High on the rainforested slopes of craggy volcanic peaks, among lush rows of orange-flowered pro trees and twittering, exotic birds, something very special is happening. The rainy season which has battered the verdant mountains has ended, and with the November sun comes the nationwide harvest season. Families in their droves spill out over the hills to collect the country’s most precious edible: coffee berries. They pluck only the perfectly cherry-red ripe one off the bushy plants by hand, one by one, leaving the paler ones to wait a little longer. It’s a labour of love, but just one sip of the final steaming brew proves that it’s all worth the effort.
Bright, zesty citrus; sweet, smoky chocolate; ripe, juicy stone fruit — they’re just some of the aromas and flavours you’ll detect in Costa Rican-grown coffee. A world away from bitter, instant blends, the finest of the country’s beans could be compared to the top wine grapes of Bordeaux or the Napa Valley. Coffee experts consider Costa Rica a crème-de-la-crème producer; in fact, the most sought-after of local beans, such as some of those from the famed region of Tarrazú, fetch hundreds of pounds a kilo.
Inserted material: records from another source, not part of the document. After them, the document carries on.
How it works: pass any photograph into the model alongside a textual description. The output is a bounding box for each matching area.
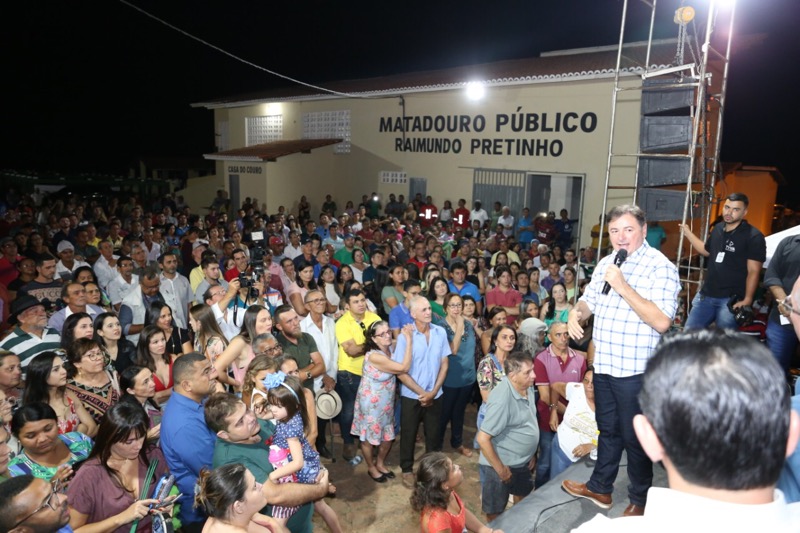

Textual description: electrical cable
[119,0,380,99]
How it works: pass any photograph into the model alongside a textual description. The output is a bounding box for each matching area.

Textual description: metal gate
[472,168,528,217]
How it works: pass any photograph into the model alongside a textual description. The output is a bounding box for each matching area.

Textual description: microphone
[603,248,628,294]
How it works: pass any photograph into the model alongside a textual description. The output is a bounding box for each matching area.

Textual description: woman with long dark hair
[22,352,97,437]
[411,452,496,533]
[539,281,572,330]
[61,313,94,350]
[119,365,162,441]
[144,300,192,357]
[317,265,342,314]
[8,402,92,483]
[93,313,136,372]
[66,339,119,424]
[286,259,317,316]
[214,305,273,390]
[382,265,406,316]
[350,320,413,483]
[133,326,176,405]
[68,402,169,533]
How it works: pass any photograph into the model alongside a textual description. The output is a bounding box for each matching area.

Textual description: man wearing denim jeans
[336,289,380,461]
[680,192,767,329]
[764,235,800,374]
[561,205,680,516]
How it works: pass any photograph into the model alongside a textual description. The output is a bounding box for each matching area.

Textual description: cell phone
[156,494,183,507]
[150,475,175,509]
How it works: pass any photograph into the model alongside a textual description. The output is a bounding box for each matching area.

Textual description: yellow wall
[215,76,640,243]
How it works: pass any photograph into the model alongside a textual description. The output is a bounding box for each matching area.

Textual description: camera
[728,294,754,327]
[239,231,267,300]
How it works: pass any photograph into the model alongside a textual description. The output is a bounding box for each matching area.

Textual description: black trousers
[400,396,442,474]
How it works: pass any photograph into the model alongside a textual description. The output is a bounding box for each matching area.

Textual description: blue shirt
[447,280,481,303]
[392,324,450,400]
[389,302,414,330]
[161,391,217,524]
[517,215,533,246]
[778,393,800,503]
But in truth, all the coffee grown here, even on humble family plots, is of the highest quality. That’s thanks to a magical formula found only in Costa-Rica, comprising unique growing conditions, meticulous production standards and an undeniable, country-wide obsession with all things coffee.
“When it comes to a local relationship with coffee, nowhere comes close to Costa Rica,” says Glenn Jampol, who along with his wife Teri runs the Finca Rosa Blanca coffee farm in the Central Valley. “It doesn’t matter if you’re in one of the country’s best restaurants, or if you go to a tiny family garage soda restaurant in San José – they’ll always make you an amazing pour-over. Unlike some countries that export all of their quality coffee, in Costa Rica it’s almost impossible to get a bad cup.”
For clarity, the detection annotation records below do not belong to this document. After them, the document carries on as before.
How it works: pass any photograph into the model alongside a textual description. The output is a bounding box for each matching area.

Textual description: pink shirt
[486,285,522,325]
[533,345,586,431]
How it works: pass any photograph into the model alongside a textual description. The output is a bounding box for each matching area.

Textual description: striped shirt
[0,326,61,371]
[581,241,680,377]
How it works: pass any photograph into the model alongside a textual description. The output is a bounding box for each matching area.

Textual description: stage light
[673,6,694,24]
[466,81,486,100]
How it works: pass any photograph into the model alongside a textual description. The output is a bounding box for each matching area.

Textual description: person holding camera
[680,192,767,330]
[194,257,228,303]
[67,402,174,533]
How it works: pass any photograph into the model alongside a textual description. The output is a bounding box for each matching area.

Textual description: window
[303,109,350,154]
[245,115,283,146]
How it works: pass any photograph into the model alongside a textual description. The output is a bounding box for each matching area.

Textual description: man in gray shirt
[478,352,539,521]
This across-the-board deliciousness is largely thanks to the fact that by law Costa Rican farmers must grown the superior, pricier Arabica bean — rather than the cheaper, bitter Robusta, which often bulks out production in many neighbouring countries. The Arabica hallmark isn’t only its refined, complex flavour, but its excellent acidity.
“Acidity is a good word when you’re talking about coffee,” says Glenn, who, along with many other local producers, offers daily coffee tours and ‘cupping’ (tasting) at his farm. And one of the most important factors in maintaining acidity is elevation — something that Costa Rica has plenty of, with some plantations having a circumference of up to 1,700 miles. Of course, the country’s unique volcanic soils, selective hand-harvesting methods — as well as meticulous processing, drying and milling — all add to the quality equation. And, in Glenn and Teri’s case, there’s an extra ingredient: an organic, biodiverse approach, which sees hundreds of native tree species and birds flourish among their coffee plants.
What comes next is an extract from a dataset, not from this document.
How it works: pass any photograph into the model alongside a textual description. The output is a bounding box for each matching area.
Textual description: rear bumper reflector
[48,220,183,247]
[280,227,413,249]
Costa Rica was founded on coffee — the butter-hued buildings in San José, once owned by powerful coffee barons, attest to that. But despite its long history, it’s an industry that refuses to rest on its laurels. Innovation is rife, particularly when it comes to the search to find ever-more sustainable methods. For example, while some producers have made teas from the usually-discarded fruit, or ‘pulp’, of the coffee plant, Glenn and Teri have used theirs to produce a unique flour, which they serve as baked treats at their farm’s onsite luxury lodge. The rooms have forest-facing balconies, wood-panelled skylights and rustic tiling, and visitors say it’s dreamy falling asleep here, lulled by birdsong. But nothing beats waking up to sweeping views of the farm — and the best cup of coffee you’ve ever tasted.